Setelah wartawan dan pengawas dari kabupaten pulang, porsi makan dan menunya tidak lagi seperti semula. Beberapa menu dibuat berulang dengan jenis lauk yang bergilir antara tahu, tempe, dan telur. Porsi nasi dan sayur pun lambat laun menyusut.

Manakala bahan makanan yang disiapkan semakin terbatas dengan kualitas yang menurun, perempuan-perempuan yang membantu menyiapkan masakan mulai bertanya-tanya. Beberapa di antaranya memberanikan diri memberi masukan kepada Mas Mono.

Mendapat banyak komplain dari para perempuan yang membantu memasak, Mas Mono merasa gerah. Diam-diam para perempuan yang dianggap terlalu banyak protes dirumahkan dan diganti dengan orang yang dianggap lebih menurut pada ketentuan yang sudah diatur. Hingga akhirnya meletuslah kericuhan pada pekan kedua yang diakibatkan tidak puasnya warga pada menu makanan yang diberikan.

Selain porsi yang semakin berkurang, rasa yang mulai amburadul, jumlah nasi bungkus yang disediakan pun menurun. Akibatnya, banyak warga tak kebagian jatah. Warga mulai saling berebut hingga menimbulkan kekacauan.

Ketika dimintai pertanggungjawaban, Mas Mono selaku penanggung jawab dengan arogan menjawab bahwa menu yang disajikan sudah sesuai dengan ketentuan ahli gizi dan anggaran yang tersedia.

Mundur jauh ke belakang, sebelum Mas Mono ditunjuk sebagai penanggung jawab kegiatan, Pak Kades sempat memanggil para kepala kampung untuk memaparkan rencana kegiatan yang akan diajukan. Satu per satu kepala kampung bergiliran maju dan menjelaskan ide mereka.

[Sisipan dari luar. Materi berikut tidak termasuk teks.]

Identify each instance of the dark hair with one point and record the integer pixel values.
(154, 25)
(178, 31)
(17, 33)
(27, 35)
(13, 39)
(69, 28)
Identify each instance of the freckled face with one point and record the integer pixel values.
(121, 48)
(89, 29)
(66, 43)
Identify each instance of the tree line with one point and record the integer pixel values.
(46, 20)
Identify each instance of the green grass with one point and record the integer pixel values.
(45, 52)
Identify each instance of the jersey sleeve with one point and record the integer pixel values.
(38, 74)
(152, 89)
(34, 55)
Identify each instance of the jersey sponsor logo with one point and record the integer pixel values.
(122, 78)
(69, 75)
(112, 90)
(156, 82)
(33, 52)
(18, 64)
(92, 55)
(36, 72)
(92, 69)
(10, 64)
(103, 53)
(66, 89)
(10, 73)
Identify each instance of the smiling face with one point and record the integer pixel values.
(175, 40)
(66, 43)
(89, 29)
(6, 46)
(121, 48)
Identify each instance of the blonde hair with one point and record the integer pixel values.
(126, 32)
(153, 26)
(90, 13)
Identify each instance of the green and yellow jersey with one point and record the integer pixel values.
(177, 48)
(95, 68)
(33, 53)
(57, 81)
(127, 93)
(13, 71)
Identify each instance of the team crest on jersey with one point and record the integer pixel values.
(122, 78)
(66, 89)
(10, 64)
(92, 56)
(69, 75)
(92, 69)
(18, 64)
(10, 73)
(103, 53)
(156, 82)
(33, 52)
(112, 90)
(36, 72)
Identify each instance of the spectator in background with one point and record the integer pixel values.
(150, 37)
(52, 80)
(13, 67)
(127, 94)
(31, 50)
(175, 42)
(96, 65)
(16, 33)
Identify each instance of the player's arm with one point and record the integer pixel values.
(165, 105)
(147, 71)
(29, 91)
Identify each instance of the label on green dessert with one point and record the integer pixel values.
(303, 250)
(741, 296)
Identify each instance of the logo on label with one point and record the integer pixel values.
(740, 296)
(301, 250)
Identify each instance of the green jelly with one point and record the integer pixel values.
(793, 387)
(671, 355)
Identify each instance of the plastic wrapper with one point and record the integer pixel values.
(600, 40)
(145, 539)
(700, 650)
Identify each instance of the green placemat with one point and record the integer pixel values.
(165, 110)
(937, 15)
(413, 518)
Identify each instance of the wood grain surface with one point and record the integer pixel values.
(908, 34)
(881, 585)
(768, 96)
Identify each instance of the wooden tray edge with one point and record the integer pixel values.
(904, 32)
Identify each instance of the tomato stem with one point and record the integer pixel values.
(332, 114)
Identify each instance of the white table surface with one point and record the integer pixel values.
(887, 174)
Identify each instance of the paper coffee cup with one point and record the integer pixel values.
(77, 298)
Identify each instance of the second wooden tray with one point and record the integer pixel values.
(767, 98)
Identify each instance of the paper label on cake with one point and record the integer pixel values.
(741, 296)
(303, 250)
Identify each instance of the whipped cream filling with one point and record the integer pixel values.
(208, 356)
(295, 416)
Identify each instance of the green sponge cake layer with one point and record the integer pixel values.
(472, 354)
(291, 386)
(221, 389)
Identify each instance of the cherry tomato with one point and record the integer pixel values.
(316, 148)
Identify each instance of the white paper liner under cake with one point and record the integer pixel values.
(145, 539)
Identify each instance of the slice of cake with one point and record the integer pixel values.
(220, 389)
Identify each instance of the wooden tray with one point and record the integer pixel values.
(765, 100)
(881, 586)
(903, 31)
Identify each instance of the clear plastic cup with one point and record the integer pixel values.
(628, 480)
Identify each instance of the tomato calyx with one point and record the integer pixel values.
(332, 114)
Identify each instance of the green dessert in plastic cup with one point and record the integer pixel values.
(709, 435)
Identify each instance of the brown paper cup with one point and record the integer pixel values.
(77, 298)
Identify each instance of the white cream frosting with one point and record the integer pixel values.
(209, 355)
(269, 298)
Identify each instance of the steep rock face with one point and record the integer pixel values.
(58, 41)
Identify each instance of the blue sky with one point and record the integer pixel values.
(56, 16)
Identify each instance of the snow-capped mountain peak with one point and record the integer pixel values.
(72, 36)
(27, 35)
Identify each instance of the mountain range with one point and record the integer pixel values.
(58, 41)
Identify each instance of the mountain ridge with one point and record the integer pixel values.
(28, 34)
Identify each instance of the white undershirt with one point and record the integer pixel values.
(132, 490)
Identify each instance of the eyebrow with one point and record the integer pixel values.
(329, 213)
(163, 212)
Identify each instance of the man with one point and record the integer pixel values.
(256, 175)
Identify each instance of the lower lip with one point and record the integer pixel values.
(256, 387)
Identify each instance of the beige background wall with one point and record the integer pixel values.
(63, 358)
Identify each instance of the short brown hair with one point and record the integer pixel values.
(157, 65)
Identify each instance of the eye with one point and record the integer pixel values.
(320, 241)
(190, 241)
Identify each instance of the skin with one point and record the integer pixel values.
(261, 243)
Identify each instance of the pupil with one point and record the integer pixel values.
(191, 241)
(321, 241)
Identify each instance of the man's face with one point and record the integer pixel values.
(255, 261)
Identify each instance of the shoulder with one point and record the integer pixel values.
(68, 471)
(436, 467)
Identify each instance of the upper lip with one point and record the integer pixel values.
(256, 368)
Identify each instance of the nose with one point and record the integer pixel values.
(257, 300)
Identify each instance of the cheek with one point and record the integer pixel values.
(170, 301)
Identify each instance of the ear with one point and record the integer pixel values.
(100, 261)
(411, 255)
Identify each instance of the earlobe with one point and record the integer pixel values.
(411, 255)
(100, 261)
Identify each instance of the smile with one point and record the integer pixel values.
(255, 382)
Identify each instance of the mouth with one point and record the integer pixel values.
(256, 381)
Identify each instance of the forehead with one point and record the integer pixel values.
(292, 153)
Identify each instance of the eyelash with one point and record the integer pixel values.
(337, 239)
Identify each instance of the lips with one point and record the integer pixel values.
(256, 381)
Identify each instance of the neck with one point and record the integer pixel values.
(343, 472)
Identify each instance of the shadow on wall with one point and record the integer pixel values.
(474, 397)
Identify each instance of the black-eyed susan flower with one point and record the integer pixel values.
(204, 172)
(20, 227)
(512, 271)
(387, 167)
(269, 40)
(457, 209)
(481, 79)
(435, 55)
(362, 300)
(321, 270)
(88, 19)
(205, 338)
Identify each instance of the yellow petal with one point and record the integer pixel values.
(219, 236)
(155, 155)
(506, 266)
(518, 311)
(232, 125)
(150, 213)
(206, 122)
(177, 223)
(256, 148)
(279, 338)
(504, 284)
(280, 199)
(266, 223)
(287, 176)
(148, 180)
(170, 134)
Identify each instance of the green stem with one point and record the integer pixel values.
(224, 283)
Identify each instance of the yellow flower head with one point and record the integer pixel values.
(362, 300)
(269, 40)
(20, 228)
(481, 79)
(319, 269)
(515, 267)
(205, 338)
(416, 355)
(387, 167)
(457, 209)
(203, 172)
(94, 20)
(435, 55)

Kepala Kampung Rambutan mengusulkan penggunaan dapur milik warga sehingga anggaran bisa difokuskan untuk pembelian bahan makanan. Tujuannya menjamin menu makanan lebih berkualitas dan jangka waktu pemberian yang lebih lama hingga warga benar-benar pulih dari kondisi bencana.

Usul lainnya dari Kepala Kampung Bejo yang meminta pemberdayaan warung-warung makan milik warga untuk menyediakan makanan secara bergiliran. Hal ini bertujuan menggerakkan ekonomi warga yang dapat mendorong pulihnya perekonomian desa dengan lebih cepat.

Sedangkan Kepala Kampung Sendang mengusulkan gotong royong warga untuk menyumbang hasil kebun dan hasil pertanian warga yang tidak terdampak bencana. Dengan begitu bisa terbangun kebersamaan dan meningkatkan empati kepada sesama. Gotong royong juga dapat menghemat anggaran sehingga dana darurut dapat digunakan untuk membantu membangun rumah-rumah warga yang rusak.

Namun, dari semua ide dan pemaparan para kepala kampung, tidak ada satu pun yang dianggap sesuai dengan keinginan Pak Kades. Pak Kades sempat dibuat gundah gulana hingga akhirnya, tanpa diskusi lebih lanjut, memutuskan menunjuk Mas Mono, seseorang yang sama sekali tidak pernah diundang untuk memaparkan idenya.

Baca juga  Pendaki Bukit Nyanyian

Desas-desus menyebutkan alasan pemilihan Mas Mono sebagai penanggung jawab kegiatan bersifat personal. Mas Mono merupakan suami adik bungsu Pak Kades sekaligus salah satu tim sukses pencalonan Pak Kades.

Meskipun rencana kegiatan yang diajukan Mas Mono tampak mubazir—tiga perempat anggaran digunakan untuk pembangunan dapur dan menyiapkan peralatannya, Pak Kades lebih menyukai rencana yang diajukan kerabat dekatnya itu.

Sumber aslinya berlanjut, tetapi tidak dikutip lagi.